Les Amandiers

Actuellement au cinéma

© Ad Vitam

Le film s’ouvre sur une femme étranglée par un homme. Les insultes, menaces, déclarations d’amour pervers fusent, et entre les explosions de larmes et de cris s’intercalent, impitoyablement silencieux, les visages du jury. Nous sommes au concours d’entrée des Amandiers, Graal de tous les jeunes comédiens d’Europe, école que Valeria Bruni-Tedeschi a autrefois fréquenté et à laquelle elle rend ici hommage, à mi-chemin entre le souvenir fiévreux et la fiction.

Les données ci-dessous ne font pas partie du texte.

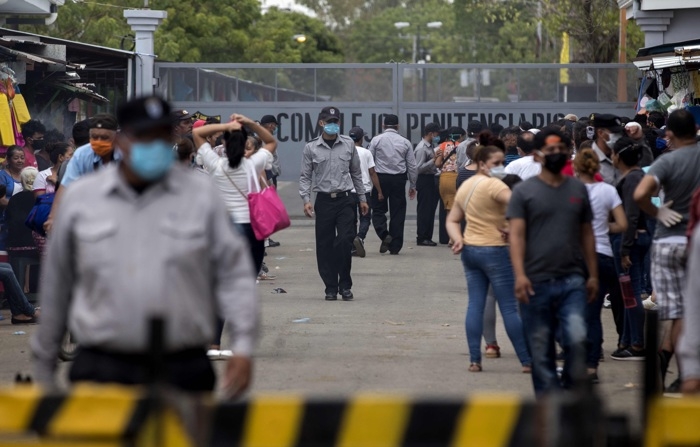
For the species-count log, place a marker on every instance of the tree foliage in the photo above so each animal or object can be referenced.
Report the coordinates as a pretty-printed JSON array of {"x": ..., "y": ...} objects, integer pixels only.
[
  {"x": 202, "y": 31},
  {"x": 473, "y": 31},
  {"x": 593, "y": 26}
]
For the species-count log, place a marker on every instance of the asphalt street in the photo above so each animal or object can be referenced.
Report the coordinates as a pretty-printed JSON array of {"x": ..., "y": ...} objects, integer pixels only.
[{"x": 403, "y": 333}]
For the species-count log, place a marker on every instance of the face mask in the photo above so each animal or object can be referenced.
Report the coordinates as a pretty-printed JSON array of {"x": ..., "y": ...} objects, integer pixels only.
[
  {"x": 554, "y": 163},
  {"x": 612, "y": 139},
  {"x": 38, "y": 145},
  {"x": 331, "y": 128},
  {"x": 151, "y": 161},
  {"x": 498, "y": 172},
  {"x": 101, "y": 147}
]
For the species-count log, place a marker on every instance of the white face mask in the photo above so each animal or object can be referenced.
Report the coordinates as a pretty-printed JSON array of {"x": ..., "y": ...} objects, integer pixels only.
[
  {"x": 612, "y": 139},
  {"x": 498, "y": 172}
]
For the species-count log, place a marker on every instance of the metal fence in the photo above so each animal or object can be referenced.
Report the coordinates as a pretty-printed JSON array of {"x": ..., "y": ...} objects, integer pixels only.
[{"x": 451, "y": 94}]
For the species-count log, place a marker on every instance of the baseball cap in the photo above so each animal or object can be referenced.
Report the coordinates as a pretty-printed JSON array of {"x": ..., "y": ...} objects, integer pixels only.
[
  {"x": 145, "y": 113},
  {"x": 181, "y": 115},
  {"x": 356, "y": 133},
  {"x": 606, "y": 121},
  {"x": 329, "y": 113},
  {"x": 104, "y": 121},
  {"x": 268, "y": 119},
  {"x": 391, "y": 120},
  {"x": 474, "y": 127}
]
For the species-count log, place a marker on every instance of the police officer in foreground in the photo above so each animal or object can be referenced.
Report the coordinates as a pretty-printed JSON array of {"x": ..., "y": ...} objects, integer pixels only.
[
  {"x": 141, "y": 239},
  {"x": 330, "y": 167}
]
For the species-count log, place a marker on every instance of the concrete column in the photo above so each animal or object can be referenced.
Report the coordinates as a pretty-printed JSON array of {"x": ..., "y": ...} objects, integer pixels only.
[
  {"x": 143, "y": 23},
  {"x": 654, "y": 24}
]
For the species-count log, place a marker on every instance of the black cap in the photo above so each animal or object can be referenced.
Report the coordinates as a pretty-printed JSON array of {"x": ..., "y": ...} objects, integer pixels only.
[
  {"x": 145, "y": 113},
  {"x": 268, "y": 119},
  {"x": 356, "y": 133},
  {"x": 431, "y": 127},
  {"x": 181, "y": 115},
  {"x": 391, "y": 120},
  {"x": 607, "y": 121},
  {"x": 474, "y": 127},
  {"x": 329, "y": 113},
  {"x": 103, "y": 121}
]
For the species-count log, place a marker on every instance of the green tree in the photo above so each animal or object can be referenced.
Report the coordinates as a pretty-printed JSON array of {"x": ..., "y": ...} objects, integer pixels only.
[
  {"x": 202, "y": 31},
  {"x": 272, "y": 39},
  {"x": 594, "y": 27}
]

« Si tu as honte, c’est bien. Ça veut dire que tu te dévoiles » assure Adèle (Clara Bretheau), déterminée à réussir coûte-que-coûte, à Stella (Nadia Tereszkiewicz), qui est persuadée d’avoir ratée, malmenée par le jury pour s’être dénudée sur scène. Toutes les stratégies sont bonnes, et la magistrale séquence d’introduction présente chaque personnage à travers leur audace, leur folie et -surtout- leur fragilité. C’est, entres autres, Victor (Vassili Schneider) qui se couvre de sang et bouscule un des membres du jury ; ou alors Franck (Noham Edje) qui n’hésite pas à utiliser comme argument sa précarité et sa femme enceinte. Qu’à cela ne tienne : pour ces enfants terribles, l’entrée aux Amandiers est la promesse d’un triomphe sur les planches comme dans la vie. Ils se heurteront aux rouages d’une école aussi névrosée avec pour fond tous les fléaux de la décennie, des piqûres d’héroïne à l’insidieux fantôme du SIDA.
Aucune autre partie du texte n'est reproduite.